Osborne's Autumn Statement: what you need to know
Chancellor's 'mini-budget' puts squeeze on welfare benefits and raids higher earners' pensions
AUSTERITY will last longer than previously expected and UK debt will start falling a year later than hoped, Chancellor George Osborne told the Commons in his Autumn Statement yesterday. New measures to help get the debt down include a squeeze on welfare benefits and a reduction in the pension allowance for high earners. Here are the main points of the Chancellor's 'mini-budget':
Working age benefits will rise by one per cent per year for the next three years, which means a real-terms cut because inflation is running at 2.7 per cent. Child benefit will also rise by only one per cent for two years from April 2014. Carer and disability benefits will, however, be increased in line with inflation.

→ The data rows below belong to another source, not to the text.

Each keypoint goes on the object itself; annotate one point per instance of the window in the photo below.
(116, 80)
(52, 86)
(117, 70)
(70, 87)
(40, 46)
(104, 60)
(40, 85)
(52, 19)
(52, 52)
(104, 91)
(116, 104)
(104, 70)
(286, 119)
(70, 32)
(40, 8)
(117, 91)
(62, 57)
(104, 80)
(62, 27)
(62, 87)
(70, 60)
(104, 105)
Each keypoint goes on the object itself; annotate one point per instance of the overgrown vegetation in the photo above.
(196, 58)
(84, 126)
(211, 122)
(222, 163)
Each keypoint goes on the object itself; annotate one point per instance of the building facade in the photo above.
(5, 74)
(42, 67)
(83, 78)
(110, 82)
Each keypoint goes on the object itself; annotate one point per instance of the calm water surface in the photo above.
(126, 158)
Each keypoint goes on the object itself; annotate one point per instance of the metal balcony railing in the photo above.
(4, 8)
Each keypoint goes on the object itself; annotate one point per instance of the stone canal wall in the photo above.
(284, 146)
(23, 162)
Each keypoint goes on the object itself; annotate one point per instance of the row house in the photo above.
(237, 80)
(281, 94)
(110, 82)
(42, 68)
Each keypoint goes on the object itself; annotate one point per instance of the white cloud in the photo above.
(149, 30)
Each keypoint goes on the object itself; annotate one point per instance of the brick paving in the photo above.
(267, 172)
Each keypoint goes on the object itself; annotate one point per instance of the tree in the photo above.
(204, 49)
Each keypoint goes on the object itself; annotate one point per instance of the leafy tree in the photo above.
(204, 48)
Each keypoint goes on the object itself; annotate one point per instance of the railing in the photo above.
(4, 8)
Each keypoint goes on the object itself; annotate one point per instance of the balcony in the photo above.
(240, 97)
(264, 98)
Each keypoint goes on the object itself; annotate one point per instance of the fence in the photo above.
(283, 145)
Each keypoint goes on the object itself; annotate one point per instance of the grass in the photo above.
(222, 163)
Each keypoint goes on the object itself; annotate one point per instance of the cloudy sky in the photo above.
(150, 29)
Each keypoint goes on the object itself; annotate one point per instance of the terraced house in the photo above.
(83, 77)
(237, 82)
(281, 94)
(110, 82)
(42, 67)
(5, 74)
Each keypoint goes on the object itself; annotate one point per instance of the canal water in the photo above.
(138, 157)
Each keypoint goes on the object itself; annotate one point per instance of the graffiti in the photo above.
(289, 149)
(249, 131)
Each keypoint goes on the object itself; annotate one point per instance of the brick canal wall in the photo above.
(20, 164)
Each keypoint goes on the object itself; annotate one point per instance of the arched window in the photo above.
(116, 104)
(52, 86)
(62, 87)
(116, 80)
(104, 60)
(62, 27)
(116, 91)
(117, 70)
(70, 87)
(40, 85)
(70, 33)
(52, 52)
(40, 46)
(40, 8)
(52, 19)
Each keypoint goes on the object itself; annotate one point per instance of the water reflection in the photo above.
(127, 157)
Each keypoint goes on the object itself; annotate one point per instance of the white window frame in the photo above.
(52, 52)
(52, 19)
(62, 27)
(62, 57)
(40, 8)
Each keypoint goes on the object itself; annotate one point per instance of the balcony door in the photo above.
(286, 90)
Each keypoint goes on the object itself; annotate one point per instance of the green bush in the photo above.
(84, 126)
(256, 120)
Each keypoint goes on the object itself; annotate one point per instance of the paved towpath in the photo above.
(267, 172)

The annual tax-free allowance is to be cut from £50,000 to £40,000 from 2014. The total pension allowance for an individual over their lifetime will fall from £1.5m to £1.25m. The basic state pension will rise by 2.5 per cent next year to £110.15 per week.

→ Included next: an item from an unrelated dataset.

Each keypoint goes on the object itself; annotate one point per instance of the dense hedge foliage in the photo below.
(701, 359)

January's 3p-a-litre increase in fuel duty has been cancelled. The income tax threshold – the level at which you start paying tax – will be raised to £9,440, which is £235 more than previously announced. The 40 per cent income tax threshold will rise by one per cent – again, less than inflation - in 2014 and 2015.
The annual stocks and shares ISA limit will be raised by 2.1 per cent to £11,520. The cash ISA limit will rise to £5,760.

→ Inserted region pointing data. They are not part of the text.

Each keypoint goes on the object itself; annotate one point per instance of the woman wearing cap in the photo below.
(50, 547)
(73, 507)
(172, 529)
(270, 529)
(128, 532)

The main rate of corporation tax will be cut by an extra one per cent to 21 per cent from April 2014. The bank levy rate will be increased to 0.13 per cent next year. £1bn extra capital will be provided for the Business Bank.
Most Whitehall departments budgets will be cut by one per cent next year and two per cent in 2014, the money saved to be spent on £5bn worth of infrastructure projects to help promote growth. £1 billion will be spent on road-building, including an upgrade of the M25. A £1bn loan will be put up to extend London's Northern Line south to Battersea. A further £1bn will be spent on building new free schools and academies. Broadband will be upgraded in 12 cities.